The court has held that any racial classification must be carefully crafted to achieve a “compelling” governmental interest, with the least possible harm to others. The cases will affect affirmative action not only at state universities, such as Michigan’s, but also private universities, since federal law stipulates that any discriminatory institution will be withheld federal funding.
The challengers to the University of Michigan policy cite the equal protection clause of the 14th amendment and Title VI of the 1964 Civil Rights Act which bans discrimination based on “race, color or national origin.”
The Supreme Court appears to be closely divided. The court’s four-member liberal bloc – Justices John Paul Stevens, David Souter, Ruth Bader Ginsburg and Stephen Breyer, seem to support the school, whereas the court’s conservatives –Chief Justice William Rehnquist and Justices Antonin Scalia and Clarence Thomas (the court’s only black member) appear to support the white challengers. The conservatives may be joined by Justice Anthony Kennedy, a moderate.

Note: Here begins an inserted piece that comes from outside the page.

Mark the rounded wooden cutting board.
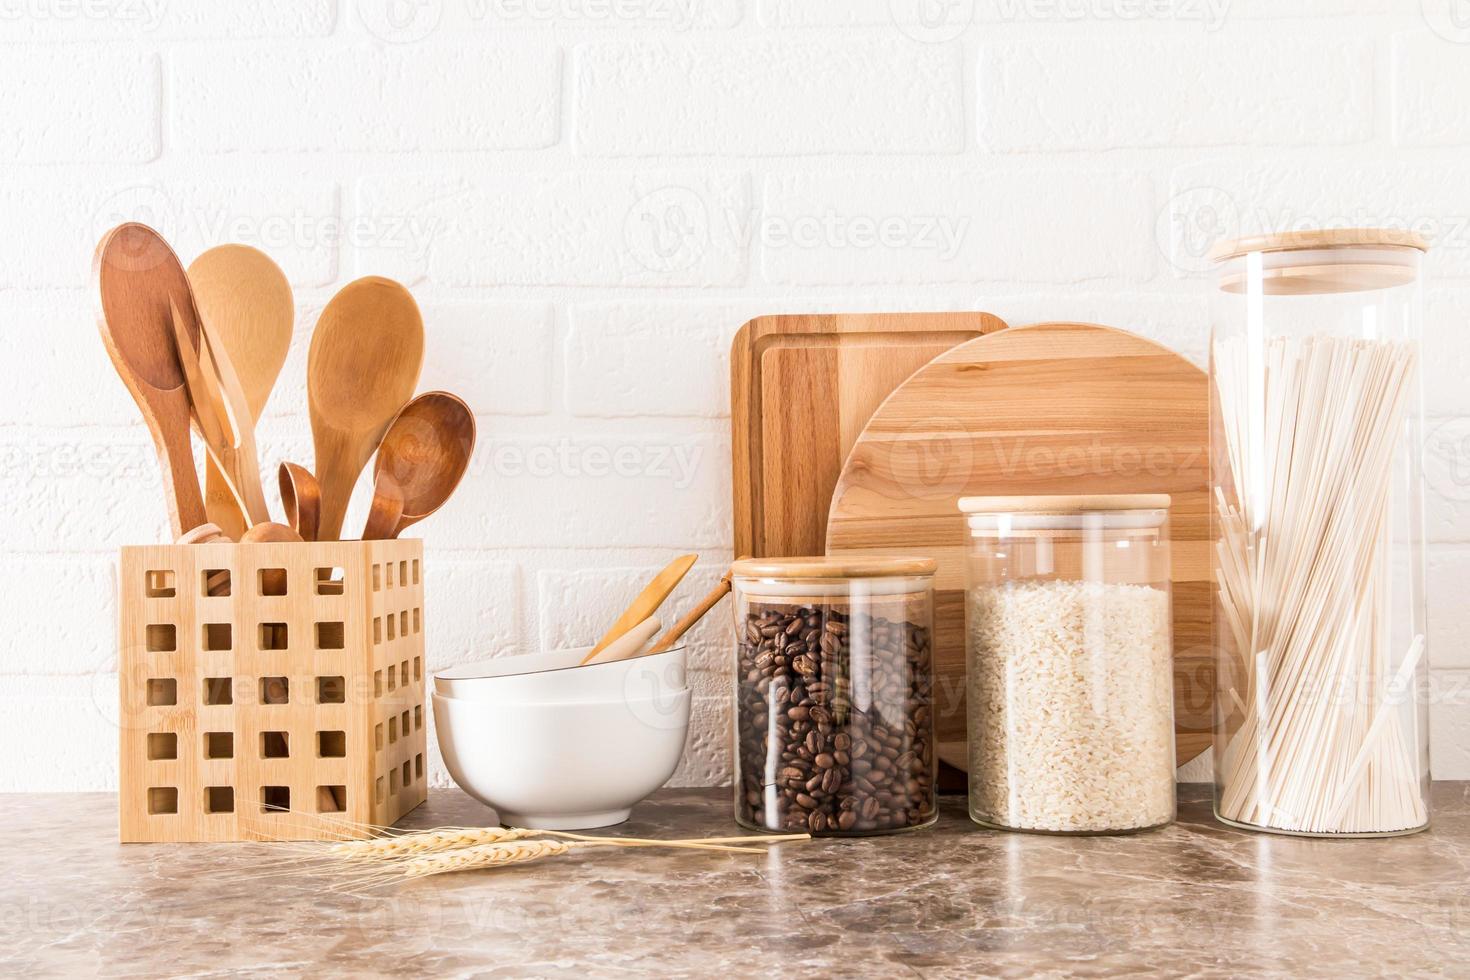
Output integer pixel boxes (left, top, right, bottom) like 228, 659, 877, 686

That would essentially leave the deciding vote in the hands of Justice Sandra Day O’Connor, considered a moderate conservative, who has consistently voted against race-based government programs in the past.
The Court heard two arguments back to back Tuesday, the first dealing with the Law School, the second with undergraduate admissions.
“The Michigan Law School admissions policy fails every test this court has established,” Olson told the court.
“Number one, it’s a thinly disguised quota,” and quotas based on race are unconstitutional, Olson said. “Number two, it overtly employs stigmatizing characteristics” based on race. Throughout the oral arguments, Olson said that far from encouraging diversity, the university was actually generating racial animosity by discriminating against whites.
Olson’s attack on the use of race triggered challenges by several justices, who quoted a friend-of-the court brief filed by retired military officers that said defeating Michigan’s practice would signal the end of preferential programs used by the Air Force Academy, the Naval Academy, and West Point.
West Point spokesman Andrea Hamburger said the academy does not have quotas for applicants, but valued “a diverse corps of cadets” because it is important that officers “represent and serve as role models” for soldiers.
“We respect their opinion. …We do not accept that opinion,” said Olson, who acknowledged to Justice Ruth Bader Ginsburg the existence of race favoritism at military academies.
Speaking for the school, Washington attorney Maureen Mahoney told the court that minority students “are considered on the merits just like every other applicant. …They are given extra weight in the process because they bring something valuable to the class”[their minority status].
“It looks to me that this is just a disguised quota,” said Justice Kennedy.
The Michigan Law program is much like Harvard’s, Mahoney argued, and the students on both campuses “overwhelmingly support the program.”
“Sure, they’re in (the Law School) already,” Scalia shot back.
Minneapolis attorney Kirk Kolbo spoke for the individuals challenging the admissions program. His client, Barbara Grutter, applied to the Law School “with the personal right guaranteed by the Constitution that her race would not be counted against her,” Kolbo said according to transcripts. “But the Law School used her race against her, as it does against thousands of (white) applicants each year.” Kolbo argued that schools could use race as a factor “to remedy discrimination, not to achieve diversity.”
“Racial preferences, because they injure the rights of innocent people, because of a prohibition contained in our Constitution, simply aren’t permissible to remedy that problem,” Kolbo said. “A mere social benefit–-that is, having more minorities in particular occupations or the school–-simply doesn’t rise to the level of compelling interest.”
The court is expected to rule on the case before July.